Two seemingly contrasting studies are at the heart of the controversy. A 2016 study led by Smolders predicts that cadmium levels in European soils will fall by 5% over the next 100 years if the limit of 60 mg Cd/kg is adopted, and by 21% at the most strict limit of 20 mg Cd/kg. In contrast, a 2017 study led by Paul Römkens, a soil and food safety scientist at Wageningen University in the Netherlands, predicts that even under the tightest limit, cadmium levels will increase by about 1% over the next century; under the looser 60 mg Cd/kg limit it would grow by nearly 10%. Smolders’s study has caught the eye of OCP and of countries like Spain and Poland, which also produce cadmium-rich fertilizer; Russian fertilizer producer PhosAgro is lobbying hard to promote Romkens’s study, which it partially funded.

Cadmium exposure is already declining. It seems there is not much evidence we are facing a problem.
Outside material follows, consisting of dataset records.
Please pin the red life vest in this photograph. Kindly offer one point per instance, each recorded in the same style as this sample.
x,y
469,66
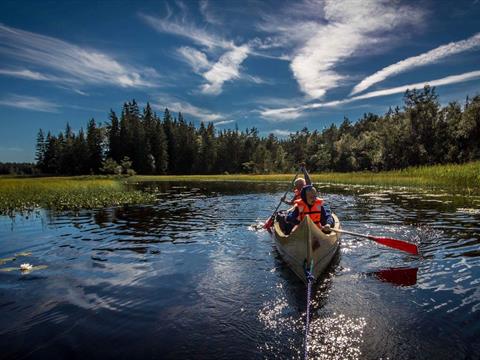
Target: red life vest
x,y
298,194
314,211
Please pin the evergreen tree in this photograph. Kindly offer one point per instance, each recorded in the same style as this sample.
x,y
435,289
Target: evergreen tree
x,y
94,143
40,151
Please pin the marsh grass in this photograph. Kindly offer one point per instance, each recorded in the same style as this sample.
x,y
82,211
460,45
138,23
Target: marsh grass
x,y
73,193
65,193
465,177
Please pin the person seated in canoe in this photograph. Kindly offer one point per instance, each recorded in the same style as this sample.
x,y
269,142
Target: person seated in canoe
x,y
298,186
311,205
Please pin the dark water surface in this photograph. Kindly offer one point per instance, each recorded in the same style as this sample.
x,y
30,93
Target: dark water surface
x,y
188,278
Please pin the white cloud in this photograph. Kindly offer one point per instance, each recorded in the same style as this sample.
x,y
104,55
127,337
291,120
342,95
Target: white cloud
x,y
70,63
29,103
324,34
26,74
429,57
11,149
224,122
281,133
438,82
208,14
196,59
281,114
181,27
226,69
184,107
291,113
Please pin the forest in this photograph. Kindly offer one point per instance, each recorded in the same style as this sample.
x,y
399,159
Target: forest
x,y
422,132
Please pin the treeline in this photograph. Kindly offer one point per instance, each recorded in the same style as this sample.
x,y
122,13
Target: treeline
x,y
421,133
12,168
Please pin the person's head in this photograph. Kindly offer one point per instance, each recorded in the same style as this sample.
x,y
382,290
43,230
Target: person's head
x,y
309,194
299,183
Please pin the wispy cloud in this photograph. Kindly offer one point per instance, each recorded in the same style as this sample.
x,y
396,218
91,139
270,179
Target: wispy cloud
x,y
292,113
196,59
453,79
27,74
208,14
280,133
429,57
29,103
226,69
281,114
69,63
184,107
324,34
11,149
225,122
186,29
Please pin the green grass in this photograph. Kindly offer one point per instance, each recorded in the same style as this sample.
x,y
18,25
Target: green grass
x,y
65,193
72,193
465,176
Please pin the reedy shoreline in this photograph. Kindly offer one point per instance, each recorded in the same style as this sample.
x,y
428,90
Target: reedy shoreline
x,y
74,193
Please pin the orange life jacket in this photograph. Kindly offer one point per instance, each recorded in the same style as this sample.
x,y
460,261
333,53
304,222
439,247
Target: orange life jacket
x,y
314,211
298,194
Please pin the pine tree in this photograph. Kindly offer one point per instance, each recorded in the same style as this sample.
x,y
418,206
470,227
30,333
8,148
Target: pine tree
x,y
40,151
114,138
94,143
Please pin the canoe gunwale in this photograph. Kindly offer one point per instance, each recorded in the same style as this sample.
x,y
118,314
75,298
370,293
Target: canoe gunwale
x,y
303,236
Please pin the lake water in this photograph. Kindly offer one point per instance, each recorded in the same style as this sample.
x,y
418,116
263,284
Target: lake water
x,y
189,278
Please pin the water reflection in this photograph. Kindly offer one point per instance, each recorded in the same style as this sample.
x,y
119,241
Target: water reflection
x,y
187,278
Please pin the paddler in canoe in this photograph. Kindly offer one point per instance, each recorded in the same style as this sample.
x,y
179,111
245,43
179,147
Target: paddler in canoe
x,y
298,186
305,202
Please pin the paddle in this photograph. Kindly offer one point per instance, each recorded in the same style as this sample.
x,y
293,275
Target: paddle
x,y
268,224
390,242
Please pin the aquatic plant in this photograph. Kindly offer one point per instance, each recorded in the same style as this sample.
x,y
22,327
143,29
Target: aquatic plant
x,y
465,177
66,193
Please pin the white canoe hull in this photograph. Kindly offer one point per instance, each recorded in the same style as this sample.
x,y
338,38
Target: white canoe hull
x,y
307,244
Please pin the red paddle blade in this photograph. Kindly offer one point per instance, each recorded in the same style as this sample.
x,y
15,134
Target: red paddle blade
x,y
398,276
269,223
396,244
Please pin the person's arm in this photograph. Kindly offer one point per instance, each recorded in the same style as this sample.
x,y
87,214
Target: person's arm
x,y
292,216
326,216
288,202
306,176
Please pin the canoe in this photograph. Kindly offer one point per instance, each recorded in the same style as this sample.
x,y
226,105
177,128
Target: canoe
x,y
307,244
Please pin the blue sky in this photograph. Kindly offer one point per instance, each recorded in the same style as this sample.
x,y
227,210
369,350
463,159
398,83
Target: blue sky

Justus Wesseler, Wageningen University

But the researchers say their predictions are not so different. The main disparity is that the studies use different assumptions about the rate at which cadmium leaches down into deep soil and out of the reach of crops. Both studies acknowledge that the leaching rate is highly variable in soils across Europe—so much so that the projected cadmium levels under a 60 mg Cd/kg scenario could drop by about 60% or rise by about 50% in Smolders’s study, depending on the assumptions; the 5% drop touted by OCP is just the average scenario. In the Romkens study, the projected result after a century is somewhere between an 11% drop and a 25% rise. Both research groups say the proposed limits will at best achieve minor reductions in soil cadmium levels over very long time scales.

And with fertilizer use decreasing, some researchers question whether the new regulations are even necessary. “Cadmium exposure is already declining,” says Justus Wesseler, an agricultural economist also at Wageningen University who wrote a white paper for the European Parliament about the economic impact of the regulation. “It seems there is not much evidence we are facing a problem.”

In October last year, the European Parliament voted in favor of the commission’s limits but suggested they be implemented over a longer time frame: The 40 mg Cd/kg cap would take effect 6 years after adoption of the legislation and the 20 mg Cd/kg cap after 10 years, with the option of further delays if fertilizer supplies are endangered. Member states are split, with some nations aligning their positions with the interests of national industry.

The commission, member states, and the European Parliament will sit down this week to talk through their stark differences; they are aiming to reach an agreement in time to pass legislation by the end of June.